Get advice and support with infant feeding from other users here.

Should I stop BF?

2 replies

MrsSawdust · 31/07/2010 18:46

My DD is almost 2 yrs. In September I am going back to work full time and DH is taking over as a SAHD. I still bf on demand, plus anytime I want to get her to sleep. She demands it very often just for comfort or snack (3+ times a day on top of feeding to sleep)

DH has looked after her on his own for full days before and generally the lack of bf isn't an issue. If I'm not available she doesn't ask for milk. So I didn't have any plans to stop bf just because of the impending change in our working roles. I had intended to go for natural term breast feeding.

DH (and me to some extent) is concerned though because sometimes (such as the last couple of days) she shows a massive preference for me. She won't accept cuddles from him, cries for me if I'm out of sight and he can't do anything to comfort her. It stresses him out and makes him worry about how he'll cope as a SAHD.

He has suggested that perhaps I should stop bf her now so that he can strengthen his bond with her and he can offer her exactly the same as I could if I was with her during the day. (I would like to point out that dh has been very supportive and pro-breast feeding right from the start)

So, should I stop? Would it help the two of them establish their new stay at home relationship? How do you go about weaning a very milk orientated and demanding 2yr old? And how the heck am I ever going to get her to sleep???

Thanks if you read all that.

OP posts:
slushy · 31/07/2010 19:15

I would not stop children naturally seem to favor SAHP for bedtimes and falling or cuddles and WP for playing. I stopped bf my ds over a year and half ago and he still favors me for the above things.

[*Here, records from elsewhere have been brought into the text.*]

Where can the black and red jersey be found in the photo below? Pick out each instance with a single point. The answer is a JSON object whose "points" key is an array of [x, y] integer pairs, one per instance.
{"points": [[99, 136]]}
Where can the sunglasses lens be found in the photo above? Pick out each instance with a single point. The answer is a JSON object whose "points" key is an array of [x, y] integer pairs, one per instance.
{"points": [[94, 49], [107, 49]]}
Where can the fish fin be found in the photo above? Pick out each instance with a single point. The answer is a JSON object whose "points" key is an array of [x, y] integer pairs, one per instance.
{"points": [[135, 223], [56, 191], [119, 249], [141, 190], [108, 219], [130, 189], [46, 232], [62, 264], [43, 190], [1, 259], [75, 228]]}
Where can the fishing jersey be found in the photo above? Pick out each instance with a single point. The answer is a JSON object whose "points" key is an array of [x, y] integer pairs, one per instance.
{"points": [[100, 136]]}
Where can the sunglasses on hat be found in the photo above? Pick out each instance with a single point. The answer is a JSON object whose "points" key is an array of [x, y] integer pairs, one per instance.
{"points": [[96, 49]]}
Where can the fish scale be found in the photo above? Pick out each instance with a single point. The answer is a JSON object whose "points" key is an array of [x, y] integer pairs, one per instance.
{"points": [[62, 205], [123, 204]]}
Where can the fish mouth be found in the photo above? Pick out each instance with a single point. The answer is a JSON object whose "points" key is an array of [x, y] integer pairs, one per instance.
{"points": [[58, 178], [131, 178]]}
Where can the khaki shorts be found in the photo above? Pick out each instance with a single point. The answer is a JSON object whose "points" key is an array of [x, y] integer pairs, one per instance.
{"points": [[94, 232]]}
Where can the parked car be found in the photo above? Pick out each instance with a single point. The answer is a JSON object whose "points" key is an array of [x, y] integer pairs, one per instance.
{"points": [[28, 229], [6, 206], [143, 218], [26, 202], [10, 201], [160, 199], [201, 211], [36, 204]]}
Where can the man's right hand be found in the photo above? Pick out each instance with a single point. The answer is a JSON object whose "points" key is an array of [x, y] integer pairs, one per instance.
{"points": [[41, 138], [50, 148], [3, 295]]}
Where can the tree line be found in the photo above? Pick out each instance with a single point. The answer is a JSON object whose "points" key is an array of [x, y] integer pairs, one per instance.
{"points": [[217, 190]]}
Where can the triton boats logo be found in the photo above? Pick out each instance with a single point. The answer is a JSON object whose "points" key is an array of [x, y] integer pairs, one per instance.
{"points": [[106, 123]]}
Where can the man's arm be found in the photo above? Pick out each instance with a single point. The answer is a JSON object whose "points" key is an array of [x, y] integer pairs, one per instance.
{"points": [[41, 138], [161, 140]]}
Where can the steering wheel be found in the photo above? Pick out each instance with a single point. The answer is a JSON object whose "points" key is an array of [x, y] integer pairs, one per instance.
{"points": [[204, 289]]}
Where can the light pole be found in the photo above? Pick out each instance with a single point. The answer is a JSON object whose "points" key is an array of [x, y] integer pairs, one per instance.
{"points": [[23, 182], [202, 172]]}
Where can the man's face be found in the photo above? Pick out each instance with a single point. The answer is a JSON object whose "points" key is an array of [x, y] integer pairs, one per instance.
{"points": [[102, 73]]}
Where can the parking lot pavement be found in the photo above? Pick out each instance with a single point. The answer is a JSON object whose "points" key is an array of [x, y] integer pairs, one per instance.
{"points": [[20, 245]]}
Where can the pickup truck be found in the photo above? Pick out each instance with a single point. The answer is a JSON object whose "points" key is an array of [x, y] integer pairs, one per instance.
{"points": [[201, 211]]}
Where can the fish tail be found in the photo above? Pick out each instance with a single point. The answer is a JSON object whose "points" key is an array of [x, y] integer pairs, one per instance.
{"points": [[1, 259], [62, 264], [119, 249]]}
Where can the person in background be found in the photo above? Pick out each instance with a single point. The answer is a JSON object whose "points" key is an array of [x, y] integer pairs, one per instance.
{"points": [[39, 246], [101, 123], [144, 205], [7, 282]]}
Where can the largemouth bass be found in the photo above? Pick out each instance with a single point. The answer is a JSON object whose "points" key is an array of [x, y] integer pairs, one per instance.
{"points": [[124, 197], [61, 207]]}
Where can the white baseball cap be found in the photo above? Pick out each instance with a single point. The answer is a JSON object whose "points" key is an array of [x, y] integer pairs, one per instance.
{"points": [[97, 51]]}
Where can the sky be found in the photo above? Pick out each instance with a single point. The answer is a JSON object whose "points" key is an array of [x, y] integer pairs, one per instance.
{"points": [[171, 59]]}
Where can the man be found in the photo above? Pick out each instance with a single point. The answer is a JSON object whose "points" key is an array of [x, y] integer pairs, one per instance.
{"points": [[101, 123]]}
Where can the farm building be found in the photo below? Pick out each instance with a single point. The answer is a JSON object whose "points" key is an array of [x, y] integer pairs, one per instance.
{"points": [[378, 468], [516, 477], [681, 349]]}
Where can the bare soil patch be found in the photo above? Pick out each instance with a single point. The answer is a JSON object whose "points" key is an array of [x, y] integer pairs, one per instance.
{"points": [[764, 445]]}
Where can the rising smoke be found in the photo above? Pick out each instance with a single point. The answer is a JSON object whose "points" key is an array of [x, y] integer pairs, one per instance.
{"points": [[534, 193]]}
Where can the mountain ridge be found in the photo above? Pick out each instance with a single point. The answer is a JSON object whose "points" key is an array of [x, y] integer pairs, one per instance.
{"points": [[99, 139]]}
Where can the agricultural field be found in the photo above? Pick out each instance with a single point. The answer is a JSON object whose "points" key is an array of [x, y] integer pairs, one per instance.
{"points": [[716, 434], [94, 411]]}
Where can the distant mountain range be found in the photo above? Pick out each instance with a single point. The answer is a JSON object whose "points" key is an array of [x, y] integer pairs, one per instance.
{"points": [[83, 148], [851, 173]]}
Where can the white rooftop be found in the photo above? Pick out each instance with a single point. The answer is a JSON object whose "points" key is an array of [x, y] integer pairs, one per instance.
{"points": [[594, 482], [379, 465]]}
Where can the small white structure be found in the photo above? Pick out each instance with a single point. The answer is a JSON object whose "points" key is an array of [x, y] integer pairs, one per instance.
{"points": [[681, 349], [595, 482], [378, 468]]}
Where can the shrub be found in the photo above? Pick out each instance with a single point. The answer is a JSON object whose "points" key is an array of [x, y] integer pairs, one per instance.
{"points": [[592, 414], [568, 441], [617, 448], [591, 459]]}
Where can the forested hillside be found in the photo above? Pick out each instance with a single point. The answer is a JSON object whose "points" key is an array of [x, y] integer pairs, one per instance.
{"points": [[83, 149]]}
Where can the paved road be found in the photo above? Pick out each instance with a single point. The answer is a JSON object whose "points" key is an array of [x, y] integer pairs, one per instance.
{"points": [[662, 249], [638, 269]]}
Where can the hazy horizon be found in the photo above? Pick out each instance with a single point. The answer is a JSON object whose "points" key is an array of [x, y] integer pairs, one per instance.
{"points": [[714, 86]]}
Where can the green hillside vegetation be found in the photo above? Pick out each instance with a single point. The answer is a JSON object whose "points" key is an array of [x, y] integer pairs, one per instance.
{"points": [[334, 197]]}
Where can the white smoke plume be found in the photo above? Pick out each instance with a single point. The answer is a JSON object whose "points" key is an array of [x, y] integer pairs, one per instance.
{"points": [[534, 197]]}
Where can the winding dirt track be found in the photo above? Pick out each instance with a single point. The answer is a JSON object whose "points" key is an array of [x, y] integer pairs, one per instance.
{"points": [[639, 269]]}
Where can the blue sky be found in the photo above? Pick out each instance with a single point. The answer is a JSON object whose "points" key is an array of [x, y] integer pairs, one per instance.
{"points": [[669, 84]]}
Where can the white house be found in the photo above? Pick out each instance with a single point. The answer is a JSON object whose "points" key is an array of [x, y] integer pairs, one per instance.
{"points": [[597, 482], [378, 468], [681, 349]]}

Once your partner is home I think he will find she will naturally start to go to him more.

WoTmania · 31/07/2010 20:21

I found my DSs got very 'clingy' (I hate the term but can't think of a better one) around the 2yr mark. DS1 was only BF til just over a year and DS2 is still BF at 3. DD has yet to reach that age but I'm expecting her to be the same. However, as soon as DH gets home it's all about him. So I would echo Sluchy's point about WOHP being for playing.
So, in short, I reckon it's just 'one of the phases'

Maybe it would be worth trying to speak to some other SAHDs of BF children if you can find them?